1. The protagonist of Alan Furst’s Dark Star, Andre Szara, is a journalist for Pravda. Do you like the idea of a writer as a lead character? What might having a writer as the protagonist provide the story? What problems might it raise?
2. Consider Furst’s use of suspense in Dark Star. How does he build suspense? Discuss different methods he uses in the novel.
3. Discuss the theme of heroism in the novel. How does Szara define the word? How does his definition compare with the way other characters understand the word?
4. Dark Star deals with the inability of German Jews to escape Nazi Germany by immigrating to other countries. In what ways does the novel suggest a broader responsibility for the fate of German Jews? What questions must a country consider before it can accept immigrant refugees?
5. Discuss the characters of General Bloch, Lady Angela Hope, Roddy Fitzware, Renate Braun, and the diplomat Von Polanyi as representatives of national secret services. In what ways are they similar? Different? What can you extrapolate about the service agency for which each one works?
6. Critics praise Furst’s ability to re-create the atmosphere of World War II—era Europe. What elements of description make the setting come alive? How can you account for the fact that the settings seem authentic even though you probably have no firsthand knowledge of the times and places he writes about?
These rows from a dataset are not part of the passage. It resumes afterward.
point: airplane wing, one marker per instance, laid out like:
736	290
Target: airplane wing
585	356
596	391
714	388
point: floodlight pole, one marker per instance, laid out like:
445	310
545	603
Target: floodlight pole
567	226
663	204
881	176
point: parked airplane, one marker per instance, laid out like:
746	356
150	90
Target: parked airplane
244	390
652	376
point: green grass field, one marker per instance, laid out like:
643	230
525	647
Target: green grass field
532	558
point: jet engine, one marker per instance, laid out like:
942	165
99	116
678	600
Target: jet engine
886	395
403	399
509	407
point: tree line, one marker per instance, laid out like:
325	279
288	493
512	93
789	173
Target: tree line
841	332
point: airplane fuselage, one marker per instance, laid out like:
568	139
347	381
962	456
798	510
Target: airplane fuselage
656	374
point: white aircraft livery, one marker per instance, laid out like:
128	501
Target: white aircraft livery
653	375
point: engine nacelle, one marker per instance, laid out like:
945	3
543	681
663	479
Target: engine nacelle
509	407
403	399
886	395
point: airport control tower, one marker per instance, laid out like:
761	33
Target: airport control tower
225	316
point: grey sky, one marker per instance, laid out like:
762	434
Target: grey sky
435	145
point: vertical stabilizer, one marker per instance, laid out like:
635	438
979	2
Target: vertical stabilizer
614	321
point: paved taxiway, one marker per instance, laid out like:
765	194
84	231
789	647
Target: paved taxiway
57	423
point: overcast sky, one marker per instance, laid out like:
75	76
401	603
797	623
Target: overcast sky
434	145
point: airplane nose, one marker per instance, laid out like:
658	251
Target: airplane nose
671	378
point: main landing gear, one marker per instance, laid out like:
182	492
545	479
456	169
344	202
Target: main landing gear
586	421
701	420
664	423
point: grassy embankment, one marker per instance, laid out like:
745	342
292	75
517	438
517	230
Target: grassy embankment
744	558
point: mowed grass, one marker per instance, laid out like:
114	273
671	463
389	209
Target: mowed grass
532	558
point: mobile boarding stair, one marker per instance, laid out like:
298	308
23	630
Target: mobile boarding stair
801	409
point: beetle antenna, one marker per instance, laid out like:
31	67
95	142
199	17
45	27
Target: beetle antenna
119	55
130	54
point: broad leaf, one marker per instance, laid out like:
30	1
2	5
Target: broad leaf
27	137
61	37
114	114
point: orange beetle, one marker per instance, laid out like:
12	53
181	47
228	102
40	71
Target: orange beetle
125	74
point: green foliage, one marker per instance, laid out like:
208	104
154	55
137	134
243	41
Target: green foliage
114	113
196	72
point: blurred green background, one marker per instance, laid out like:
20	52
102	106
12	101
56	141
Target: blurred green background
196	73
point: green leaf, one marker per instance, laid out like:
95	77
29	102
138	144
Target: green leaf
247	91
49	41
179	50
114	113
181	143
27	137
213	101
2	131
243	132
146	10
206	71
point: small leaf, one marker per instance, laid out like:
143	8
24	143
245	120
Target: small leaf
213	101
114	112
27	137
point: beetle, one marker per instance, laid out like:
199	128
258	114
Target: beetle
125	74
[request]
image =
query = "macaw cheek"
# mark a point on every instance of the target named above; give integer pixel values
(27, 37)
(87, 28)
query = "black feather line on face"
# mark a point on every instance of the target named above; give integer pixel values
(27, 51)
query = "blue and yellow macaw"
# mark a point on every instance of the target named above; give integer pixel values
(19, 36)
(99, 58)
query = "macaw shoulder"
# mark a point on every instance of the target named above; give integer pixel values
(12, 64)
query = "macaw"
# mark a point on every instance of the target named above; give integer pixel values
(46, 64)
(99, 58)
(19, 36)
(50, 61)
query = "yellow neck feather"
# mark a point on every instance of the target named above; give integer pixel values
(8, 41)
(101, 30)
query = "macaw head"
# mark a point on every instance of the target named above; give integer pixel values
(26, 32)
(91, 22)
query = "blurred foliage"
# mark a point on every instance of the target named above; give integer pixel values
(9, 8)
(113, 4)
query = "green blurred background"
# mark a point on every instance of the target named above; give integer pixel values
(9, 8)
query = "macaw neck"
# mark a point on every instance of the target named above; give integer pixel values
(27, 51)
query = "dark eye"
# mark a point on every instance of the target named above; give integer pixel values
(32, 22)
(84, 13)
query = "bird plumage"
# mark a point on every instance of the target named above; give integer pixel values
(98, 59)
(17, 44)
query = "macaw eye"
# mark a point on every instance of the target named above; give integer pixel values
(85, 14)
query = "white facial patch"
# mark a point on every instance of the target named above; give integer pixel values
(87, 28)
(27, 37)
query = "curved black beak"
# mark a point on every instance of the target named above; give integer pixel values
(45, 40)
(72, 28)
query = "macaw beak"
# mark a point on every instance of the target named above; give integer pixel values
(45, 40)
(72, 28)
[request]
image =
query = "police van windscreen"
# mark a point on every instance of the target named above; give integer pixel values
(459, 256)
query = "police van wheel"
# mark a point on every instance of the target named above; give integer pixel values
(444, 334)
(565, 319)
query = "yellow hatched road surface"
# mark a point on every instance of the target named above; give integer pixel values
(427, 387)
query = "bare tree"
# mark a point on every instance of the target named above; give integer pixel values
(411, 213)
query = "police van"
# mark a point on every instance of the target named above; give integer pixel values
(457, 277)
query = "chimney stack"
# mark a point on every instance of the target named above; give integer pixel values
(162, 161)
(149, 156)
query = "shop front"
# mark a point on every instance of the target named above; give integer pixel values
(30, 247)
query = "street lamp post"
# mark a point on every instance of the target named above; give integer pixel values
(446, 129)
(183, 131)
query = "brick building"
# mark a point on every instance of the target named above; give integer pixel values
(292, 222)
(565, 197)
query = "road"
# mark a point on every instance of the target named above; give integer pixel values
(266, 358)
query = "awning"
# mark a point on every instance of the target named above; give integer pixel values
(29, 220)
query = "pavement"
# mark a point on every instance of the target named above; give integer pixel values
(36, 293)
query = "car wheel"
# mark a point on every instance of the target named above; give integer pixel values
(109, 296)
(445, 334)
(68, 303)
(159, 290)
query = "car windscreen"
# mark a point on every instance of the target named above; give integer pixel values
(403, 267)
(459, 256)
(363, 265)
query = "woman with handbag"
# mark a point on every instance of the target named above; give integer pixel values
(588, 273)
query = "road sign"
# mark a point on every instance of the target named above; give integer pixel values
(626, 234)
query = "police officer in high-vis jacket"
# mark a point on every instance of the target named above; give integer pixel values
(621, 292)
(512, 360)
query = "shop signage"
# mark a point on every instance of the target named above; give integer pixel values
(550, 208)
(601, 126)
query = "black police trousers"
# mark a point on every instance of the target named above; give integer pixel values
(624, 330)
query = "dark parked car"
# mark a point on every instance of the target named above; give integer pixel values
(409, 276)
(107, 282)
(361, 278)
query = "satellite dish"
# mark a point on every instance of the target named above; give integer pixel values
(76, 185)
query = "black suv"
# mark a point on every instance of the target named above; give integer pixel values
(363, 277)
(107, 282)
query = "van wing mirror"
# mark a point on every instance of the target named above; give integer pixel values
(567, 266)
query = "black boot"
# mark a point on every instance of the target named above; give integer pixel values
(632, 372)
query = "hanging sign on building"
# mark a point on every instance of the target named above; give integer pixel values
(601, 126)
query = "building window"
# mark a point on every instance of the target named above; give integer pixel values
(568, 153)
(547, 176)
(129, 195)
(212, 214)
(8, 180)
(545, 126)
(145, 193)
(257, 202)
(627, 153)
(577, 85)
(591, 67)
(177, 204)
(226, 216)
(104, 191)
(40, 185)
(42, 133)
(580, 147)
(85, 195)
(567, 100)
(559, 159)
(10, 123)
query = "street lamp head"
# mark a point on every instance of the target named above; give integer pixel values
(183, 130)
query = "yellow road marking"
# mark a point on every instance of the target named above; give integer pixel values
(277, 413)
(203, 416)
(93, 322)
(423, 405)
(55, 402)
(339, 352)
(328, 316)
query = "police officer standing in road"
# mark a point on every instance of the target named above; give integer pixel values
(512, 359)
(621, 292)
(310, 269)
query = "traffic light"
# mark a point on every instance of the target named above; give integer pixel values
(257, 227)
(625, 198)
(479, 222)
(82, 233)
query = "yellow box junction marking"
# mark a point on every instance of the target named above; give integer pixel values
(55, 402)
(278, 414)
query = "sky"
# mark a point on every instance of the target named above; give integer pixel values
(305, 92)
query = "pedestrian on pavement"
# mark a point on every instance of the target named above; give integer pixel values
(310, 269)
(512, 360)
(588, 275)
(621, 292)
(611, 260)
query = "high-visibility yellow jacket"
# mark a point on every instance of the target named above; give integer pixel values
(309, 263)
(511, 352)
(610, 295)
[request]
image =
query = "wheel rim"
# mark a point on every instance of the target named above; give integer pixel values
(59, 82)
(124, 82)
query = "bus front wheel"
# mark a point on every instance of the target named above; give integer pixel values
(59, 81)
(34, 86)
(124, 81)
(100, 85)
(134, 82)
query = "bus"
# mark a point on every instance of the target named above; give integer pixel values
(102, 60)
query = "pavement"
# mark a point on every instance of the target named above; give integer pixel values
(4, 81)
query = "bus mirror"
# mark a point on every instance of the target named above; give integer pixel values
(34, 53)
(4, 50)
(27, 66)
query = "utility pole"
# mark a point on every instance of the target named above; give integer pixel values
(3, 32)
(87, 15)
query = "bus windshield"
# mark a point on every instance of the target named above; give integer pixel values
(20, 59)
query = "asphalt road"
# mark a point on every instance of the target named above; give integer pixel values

7. Furst’s novels have been described as “historical novels,” and as “spy novels.” He calls them “historical spy novels.” Some critics have insisted that they are, simply, novels. How does his work compare with other spy novels you’ve read? What does he do that is the same? Different? If you owned a bookstore, in what section would you display his books?
8. Furst is often praised for his minor characters, which have been described as “sketched out in a few strokes.” Do you have a favorite in this book? Characters in his books often take part in the action for a few pages and then disappear. What do you think becomes of them? How do you know?
9. At the end of an Alan Furst novel, the hero is always still alive. What becomes of Furst’s heroes? Will they survive the war? Does Furst know what becomes of them? Would it be better if they were somewhere safe and sound, to live out the war in comfort? If not, why not?
10. Love affairs are always prominent in Furst’s novels, and “love in time of war” is a recurring theme. What role does the love affair play in Dark Star?